In England, local authority-maintained schools have to open for at least 190 days in the school year (Long, 2023, p. 4). Tradition and parental expectations mean that schools all divide the school year into three terms with similar dates.

There are discussions about changing school terms: in particular, the summer holiday is felt by educators to be too long. During the end-phases of the pandemic, suggestions were made for "longer school days and shorter holidays" to help students overcome the learning gap that Covid produced - these led to strong fight-back from teachers (Miller, 2021) and were never implemented.

Use of artificial intelligence and other advanced technologies in schools

[This section will no doubt change radically in the 2024 edition.]

Few schools use any artificial intelligence or virtual/augmented reality technologies (CooperGibsonResearch, 2021, p. 18).

In the 2023-24 school year, artificial intelligence - mainly via language model tools such as ChatGPT - will continue to integrate into school-level education. This includes the use of tools by both teachers and students alike.

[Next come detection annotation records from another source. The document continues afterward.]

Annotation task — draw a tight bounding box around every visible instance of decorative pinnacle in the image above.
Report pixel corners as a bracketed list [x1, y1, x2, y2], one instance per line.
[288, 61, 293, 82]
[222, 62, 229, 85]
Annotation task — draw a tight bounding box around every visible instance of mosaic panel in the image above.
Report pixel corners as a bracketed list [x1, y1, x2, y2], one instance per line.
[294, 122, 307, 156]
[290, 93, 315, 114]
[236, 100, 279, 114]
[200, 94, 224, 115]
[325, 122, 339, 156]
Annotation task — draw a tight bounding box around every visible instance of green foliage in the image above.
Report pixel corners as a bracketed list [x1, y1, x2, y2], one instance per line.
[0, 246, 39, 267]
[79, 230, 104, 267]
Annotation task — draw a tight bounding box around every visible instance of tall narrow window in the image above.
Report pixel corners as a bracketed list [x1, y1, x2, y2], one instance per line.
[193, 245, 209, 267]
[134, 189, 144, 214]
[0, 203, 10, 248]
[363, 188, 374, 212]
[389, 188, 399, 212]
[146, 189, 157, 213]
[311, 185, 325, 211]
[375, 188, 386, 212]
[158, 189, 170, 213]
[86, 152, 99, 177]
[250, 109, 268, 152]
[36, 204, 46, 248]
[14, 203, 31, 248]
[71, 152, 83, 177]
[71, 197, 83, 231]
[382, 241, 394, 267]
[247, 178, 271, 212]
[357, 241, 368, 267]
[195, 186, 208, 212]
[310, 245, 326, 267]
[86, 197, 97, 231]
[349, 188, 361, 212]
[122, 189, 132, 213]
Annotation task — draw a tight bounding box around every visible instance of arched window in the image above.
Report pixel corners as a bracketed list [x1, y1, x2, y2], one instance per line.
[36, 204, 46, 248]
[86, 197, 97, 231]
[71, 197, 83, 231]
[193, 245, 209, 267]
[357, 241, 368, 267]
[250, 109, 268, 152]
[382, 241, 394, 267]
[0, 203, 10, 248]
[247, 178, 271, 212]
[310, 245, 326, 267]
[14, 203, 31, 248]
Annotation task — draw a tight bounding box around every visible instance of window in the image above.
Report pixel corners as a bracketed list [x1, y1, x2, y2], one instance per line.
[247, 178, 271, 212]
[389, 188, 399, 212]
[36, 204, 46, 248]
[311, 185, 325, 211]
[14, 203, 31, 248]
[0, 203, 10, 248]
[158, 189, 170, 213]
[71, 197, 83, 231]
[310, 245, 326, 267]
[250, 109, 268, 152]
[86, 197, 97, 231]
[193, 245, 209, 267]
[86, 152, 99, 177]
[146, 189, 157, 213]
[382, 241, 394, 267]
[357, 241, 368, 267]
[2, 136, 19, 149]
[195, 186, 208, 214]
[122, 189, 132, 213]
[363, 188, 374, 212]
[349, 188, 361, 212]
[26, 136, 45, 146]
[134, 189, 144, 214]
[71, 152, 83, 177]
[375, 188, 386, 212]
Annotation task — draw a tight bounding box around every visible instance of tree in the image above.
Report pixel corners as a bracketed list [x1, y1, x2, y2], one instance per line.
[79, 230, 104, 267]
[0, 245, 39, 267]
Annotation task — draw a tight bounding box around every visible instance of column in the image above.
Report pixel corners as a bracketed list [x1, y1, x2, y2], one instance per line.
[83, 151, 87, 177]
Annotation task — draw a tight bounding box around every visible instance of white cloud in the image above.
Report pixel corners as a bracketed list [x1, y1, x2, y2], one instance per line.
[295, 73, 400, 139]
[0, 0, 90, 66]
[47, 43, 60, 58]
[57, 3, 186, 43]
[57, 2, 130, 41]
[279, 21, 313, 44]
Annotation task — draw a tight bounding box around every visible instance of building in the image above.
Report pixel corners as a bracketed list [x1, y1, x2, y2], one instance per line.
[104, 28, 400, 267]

In the 2022-23 school year, teachers in many schools were discussing the issues surrounding AI and how it would impact on assessment, both in-school and high-stakes national (GCSE and A levels). The government released initial guidance in March 2023 (Department for Education, 2023g) along with detailed guidance from the Joint Council for Qualifications (2023). Later, the government issued a Call for Evidence to further inform their future policy development (Department for Education, 2023a). The Teacher Development Trust (2023) has produced a guidance document with comprehensive information.

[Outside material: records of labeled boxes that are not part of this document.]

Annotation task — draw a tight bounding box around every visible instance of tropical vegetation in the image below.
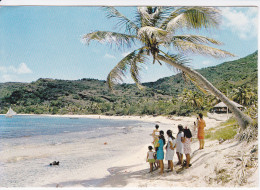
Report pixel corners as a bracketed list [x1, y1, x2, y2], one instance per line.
[80, 7, 252, 129]
[0, 52, 258, 118]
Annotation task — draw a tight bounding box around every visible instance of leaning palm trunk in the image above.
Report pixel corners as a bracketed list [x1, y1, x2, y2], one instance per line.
[156, 55, 252, 129]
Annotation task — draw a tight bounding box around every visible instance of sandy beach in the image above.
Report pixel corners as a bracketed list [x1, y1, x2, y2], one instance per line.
[0, 115, 258, 187]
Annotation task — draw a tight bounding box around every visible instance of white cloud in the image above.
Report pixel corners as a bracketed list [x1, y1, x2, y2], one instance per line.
[0, 63, 32, 82]
[0, 63, 32, 74]
[202, 60, 212, 66]
[122, 52, 131, 57]
[221, 7, 258, 39]
[17, 63, 32, 74]
[1, 74, 14, 82]
[105, 53, 116, 59]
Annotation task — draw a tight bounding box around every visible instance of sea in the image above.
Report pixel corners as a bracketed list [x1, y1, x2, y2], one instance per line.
[0, 115, 154, 187]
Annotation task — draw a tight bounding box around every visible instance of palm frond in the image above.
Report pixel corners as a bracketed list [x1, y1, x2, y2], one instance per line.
[137, 26, 168, 44]
[160, 7, 220, 32]
[171, 35, 222, 45]
[107, 48, 145, 90]
[159, 50, 190, 72]
[82, 31, 136, 48]
[104, 7, 139, 34]
[130, 49, 147, 89]
[135, 7, 173, 28]
[173, 40, 235, 58]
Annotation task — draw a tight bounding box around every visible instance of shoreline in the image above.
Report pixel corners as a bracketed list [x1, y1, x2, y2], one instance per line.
[0, 114, 258, 188]
[0, 114, 226, 127]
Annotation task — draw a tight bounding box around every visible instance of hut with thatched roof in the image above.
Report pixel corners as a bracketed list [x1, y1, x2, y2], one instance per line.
[213, 101, 244, 113]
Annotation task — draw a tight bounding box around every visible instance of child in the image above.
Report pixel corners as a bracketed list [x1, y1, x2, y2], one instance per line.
[165, 130, 176, 172]
[183, 127, 192, 168]
[146, 146, 155, 173]
[198, 113, 206, 150]
[151, 124, 159, 169]
[176, 125, 184, 165]
[151, 124, 159, 148]
[157, 131, 165, 174]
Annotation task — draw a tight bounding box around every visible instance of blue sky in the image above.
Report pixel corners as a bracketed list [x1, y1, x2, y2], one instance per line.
[0, 6, 258, 82]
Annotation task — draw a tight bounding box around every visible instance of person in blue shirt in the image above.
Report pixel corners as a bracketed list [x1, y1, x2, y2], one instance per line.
[157, 131, 165, 174]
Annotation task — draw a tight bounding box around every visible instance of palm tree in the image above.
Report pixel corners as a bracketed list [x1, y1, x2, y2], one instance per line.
[82, 7, 251, 129]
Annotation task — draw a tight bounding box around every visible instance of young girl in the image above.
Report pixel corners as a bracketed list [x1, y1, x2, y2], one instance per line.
[157, 131, 165, 174]
[198, 113, 206, 150]
[146, 146, 155, 172]
[165, 130, 176, 171]
[151, 124, 160, 169]
[151, 124, 159, 148]
[183, 127, 192, 168]
[176, 125, 184, 165]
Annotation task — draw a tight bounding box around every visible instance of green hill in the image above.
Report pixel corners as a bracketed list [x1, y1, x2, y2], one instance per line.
[0, 51, 257, 115]
[146, 51, 258, 95]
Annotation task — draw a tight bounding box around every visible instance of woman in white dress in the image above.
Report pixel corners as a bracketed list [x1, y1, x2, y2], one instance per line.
[165, 130, 176, 171]
[176, 125, 184, 165]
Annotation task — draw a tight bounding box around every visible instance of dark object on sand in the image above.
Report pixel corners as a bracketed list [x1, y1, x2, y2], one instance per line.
[50, 161, 60, 166]
[182, 160, 192, 167]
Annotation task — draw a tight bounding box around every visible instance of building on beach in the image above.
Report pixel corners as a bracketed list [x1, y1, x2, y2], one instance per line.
[212, 101, 244, 113]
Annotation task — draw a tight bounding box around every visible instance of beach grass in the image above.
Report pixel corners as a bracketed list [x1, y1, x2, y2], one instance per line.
[205, 118, 238, 140]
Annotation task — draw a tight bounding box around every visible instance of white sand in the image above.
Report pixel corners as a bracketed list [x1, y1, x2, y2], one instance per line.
[0, 115, 258, 187]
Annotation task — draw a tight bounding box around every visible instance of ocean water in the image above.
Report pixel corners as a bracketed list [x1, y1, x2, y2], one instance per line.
[0, 115, 154, 187]
[0, 115, 151, 139]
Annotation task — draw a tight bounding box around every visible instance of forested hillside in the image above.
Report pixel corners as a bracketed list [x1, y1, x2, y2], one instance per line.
[0, 51, 257, 115]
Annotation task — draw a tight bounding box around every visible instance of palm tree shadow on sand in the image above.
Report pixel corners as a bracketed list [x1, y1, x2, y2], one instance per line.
[44, 143, 239, 187]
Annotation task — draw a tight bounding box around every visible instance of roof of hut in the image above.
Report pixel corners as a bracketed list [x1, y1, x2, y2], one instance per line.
[214, 101, 244, 108]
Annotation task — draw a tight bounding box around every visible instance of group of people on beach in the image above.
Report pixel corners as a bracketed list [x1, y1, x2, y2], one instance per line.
[147, 113, 206, 174]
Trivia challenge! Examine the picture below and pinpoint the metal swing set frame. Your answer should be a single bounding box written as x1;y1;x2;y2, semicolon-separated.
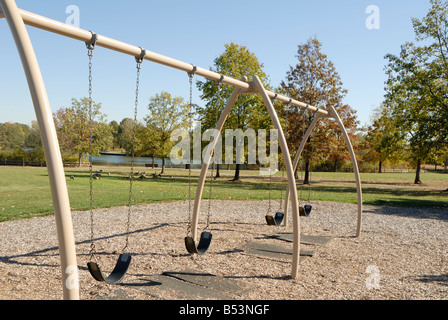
0;0;362;300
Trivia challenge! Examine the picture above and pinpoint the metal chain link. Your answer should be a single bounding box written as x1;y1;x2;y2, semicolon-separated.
123;54;143;252
204;76;224;230
87;43;96;257
278;99;292;211
187;66;196;236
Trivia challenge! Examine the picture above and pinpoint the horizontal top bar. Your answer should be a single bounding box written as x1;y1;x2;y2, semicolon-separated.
0;8;330;116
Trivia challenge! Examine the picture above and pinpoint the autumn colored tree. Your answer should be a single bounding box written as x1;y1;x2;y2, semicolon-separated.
385;0;448;184
144;91;190;173
197;42;271;181
279;37;357;184
54;98;113;167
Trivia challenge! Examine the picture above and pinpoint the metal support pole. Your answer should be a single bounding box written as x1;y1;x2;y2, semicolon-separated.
191;86;243;241
0;0;79;300
328;106;362;237
253;76;300;279
284;114;321;226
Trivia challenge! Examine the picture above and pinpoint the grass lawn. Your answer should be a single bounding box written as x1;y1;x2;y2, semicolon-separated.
0;167;448;221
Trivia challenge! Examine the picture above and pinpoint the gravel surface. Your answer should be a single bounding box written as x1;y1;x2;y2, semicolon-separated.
0;201;448;300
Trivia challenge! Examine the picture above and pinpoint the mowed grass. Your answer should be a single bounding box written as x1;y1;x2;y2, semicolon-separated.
0;167;448;221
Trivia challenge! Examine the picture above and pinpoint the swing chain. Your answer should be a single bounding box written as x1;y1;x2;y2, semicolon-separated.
86;32;98;259
204;75;224;230
279;99;292;211
187;65;197;236
123;48;146;252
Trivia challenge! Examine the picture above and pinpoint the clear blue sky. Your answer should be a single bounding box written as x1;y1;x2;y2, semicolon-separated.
0;0;429;125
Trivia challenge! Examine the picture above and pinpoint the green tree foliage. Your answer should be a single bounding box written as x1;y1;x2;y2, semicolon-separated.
279;37;357;183
143;91;190;173
55;98;113;166
385;0;448;184
363;105;406;173
197;42;271;181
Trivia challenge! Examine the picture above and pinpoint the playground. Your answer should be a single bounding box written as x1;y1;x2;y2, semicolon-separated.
0;0;448;300
0;200;448;300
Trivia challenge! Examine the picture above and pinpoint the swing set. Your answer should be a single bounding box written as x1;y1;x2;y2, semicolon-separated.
0;0;362;300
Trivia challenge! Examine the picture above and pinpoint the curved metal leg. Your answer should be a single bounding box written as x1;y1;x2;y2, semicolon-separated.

The view from K-12 experts, such as Professor Mike Sharples, who led the Becta CAPITAL project, is that such tools "should be used to enhance pedagogy, rather than accelerating an ongoing arms race between increasingly sophisticated fraudsters and fraud detectors" (Sharples, 2022). However, there are likely to be a few "difficult" years for AI in schools in the immediate future, reminiscent of when pocket calculators arrived (Watters, 2015).